I got the sneezing fits starting last Thursday, and clogged up since. But it seems to be passing. Main symptom now is just that I can't keep my eyes open. I actually fell asleep sitting up in the waiting room today. Came home, watched about 5 minutes of a Liverpool soccer game, and slept through the rest. Hell, I'm hardly more conscious than Mike right now, but with a lot less excuse. He had a peaceful day. It is going to take a few days to knock his infection down, but his vitals are good.

Bob, who wishes he had something else to write about. Bah.

Suzanne said...

That photo says as much as the blog....

My thoughts continue to be with you both as you navigate this tough stretch of road.


Jack B. Nimble said...

Wow, what a ride! You haven't changed much from rv.rec days. You see life (and express it) with such clarity. I'm relieved that your brother, Mike, is recovering, even with the stumbling blocks. I find myself hoping that you'll be sticking to your Lazy Daze, and Bob, upon recovery, will retreat to a safer mode of travel, as well. I hope you'll continue to write about your travels--please. You and I were in many of the same places since last April and it was fun to read about them from the pen of an exceptional author. I took a six month (wish I hadn't come back) trip out to the west coast.

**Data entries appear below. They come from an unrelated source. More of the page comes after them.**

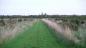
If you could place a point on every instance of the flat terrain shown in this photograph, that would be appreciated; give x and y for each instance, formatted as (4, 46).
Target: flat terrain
(39, 36)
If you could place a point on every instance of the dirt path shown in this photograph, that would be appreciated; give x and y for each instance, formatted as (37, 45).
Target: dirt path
(66, 32)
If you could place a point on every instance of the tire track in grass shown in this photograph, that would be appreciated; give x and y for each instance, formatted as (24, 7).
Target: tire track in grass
(38, 36)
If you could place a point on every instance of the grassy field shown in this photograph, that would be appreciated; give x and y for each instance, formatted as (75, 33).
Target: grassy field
(38, 36)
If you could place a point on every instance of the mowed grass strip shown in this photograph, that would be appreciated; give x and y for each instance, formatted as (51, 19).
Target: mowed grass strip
(38, 36)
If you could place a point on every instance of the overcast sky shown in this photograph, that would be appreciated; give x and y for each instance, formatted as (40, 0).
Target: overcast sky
(28, 7)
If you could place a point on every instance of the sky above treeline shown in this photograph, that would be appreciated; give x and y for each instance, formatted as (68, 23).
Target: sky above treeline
(36, 7)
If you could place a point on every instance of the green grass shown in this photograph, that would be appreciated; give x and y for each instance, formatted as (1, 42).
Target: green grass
(38, 36)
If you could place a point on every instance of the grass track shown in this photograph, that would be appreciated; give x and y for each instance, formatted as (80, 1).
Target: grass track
(38, 36)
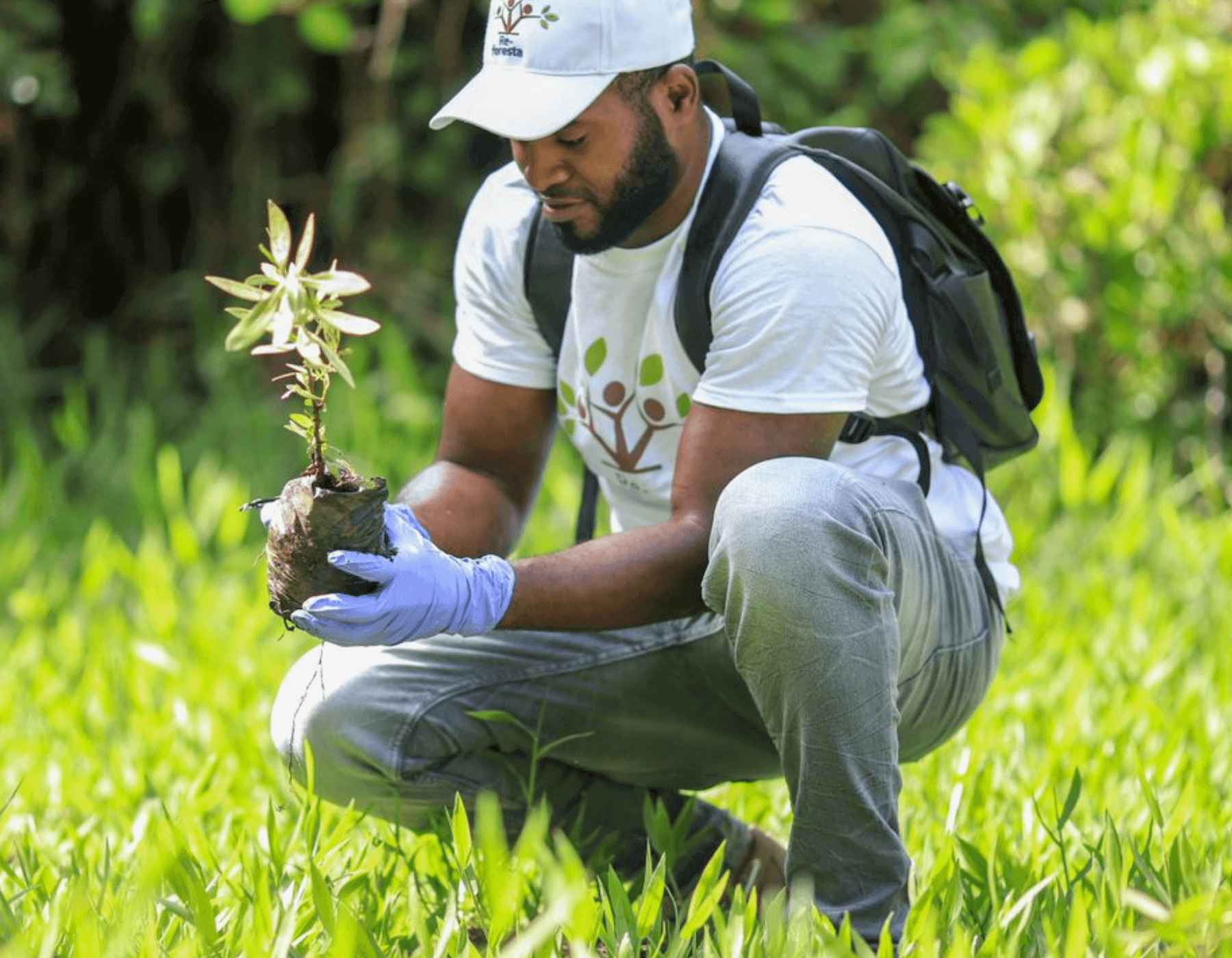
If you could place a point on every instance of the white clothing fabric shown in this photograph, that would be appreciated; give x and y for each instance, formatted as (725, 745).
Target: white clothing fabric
(807, 317)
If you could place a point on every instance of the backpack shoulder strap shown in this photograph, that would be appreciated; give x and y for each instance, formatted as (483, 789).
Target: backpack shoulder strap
(741, 172)
(548, 275)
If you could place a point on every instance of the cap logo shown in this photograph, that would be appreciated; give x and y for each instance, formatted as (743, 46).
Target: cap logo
(511, 14)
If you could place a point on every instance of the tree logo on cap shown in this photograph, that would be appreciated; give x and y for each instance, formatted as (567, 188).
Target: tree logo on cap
(511, 12)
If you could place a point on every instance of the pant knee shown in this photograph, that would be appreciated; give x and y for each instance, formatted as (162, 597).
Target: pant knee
(793, 514)
(322, 707)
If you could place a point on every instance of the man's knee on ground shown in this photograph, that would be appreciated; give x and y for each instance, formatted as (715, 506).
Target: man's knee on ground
(788, 531)
(785, 504)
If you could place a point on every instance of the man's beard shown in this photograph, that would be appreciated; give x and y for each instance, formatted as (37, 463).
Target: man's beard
(646, 183)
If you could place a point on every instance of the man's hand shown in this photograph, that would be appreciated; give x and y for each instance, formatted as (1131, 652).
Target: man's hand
(423, 593)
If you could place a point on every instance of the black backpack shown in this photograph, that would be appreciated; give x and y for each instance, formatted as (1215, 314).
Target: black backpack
(979, 355)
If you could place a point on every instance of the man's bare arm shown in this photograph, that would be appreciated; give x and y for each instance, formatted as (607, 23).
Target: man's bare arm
(476, 497)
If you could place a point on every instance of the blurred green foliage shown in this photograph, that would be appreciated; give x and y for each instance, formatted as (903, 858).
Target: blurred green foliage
(1103, 158)
(1093, 135)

Years ago, we saw a guy on a motorcycle hit a steer out in the middle of nowhere in Oregon. While my husband called 911, I (Reincarnated Clara Barton) jumped out of our motor home with a pillow and a blanket to see what I could do for him. I remembered my first aid. As he lay on the ground, in a loud and deliberate voice I yelled, "Sir, do you know where you are?" (Next was going to be, "What is the President's name?") I won't repeat the salty reply I got even as his leg was up around his shoulder in a sickening and unnatural position.

Fortunately and unexpectedly, the local volunteer rescue crew was on site very quickly, and we could let them take over. I think the steer actually got the worst of it.

Again, so glad I found you, again, and look forward to hearing about Mike's recovery and your future travels or driveway chatter. Get well, yourself.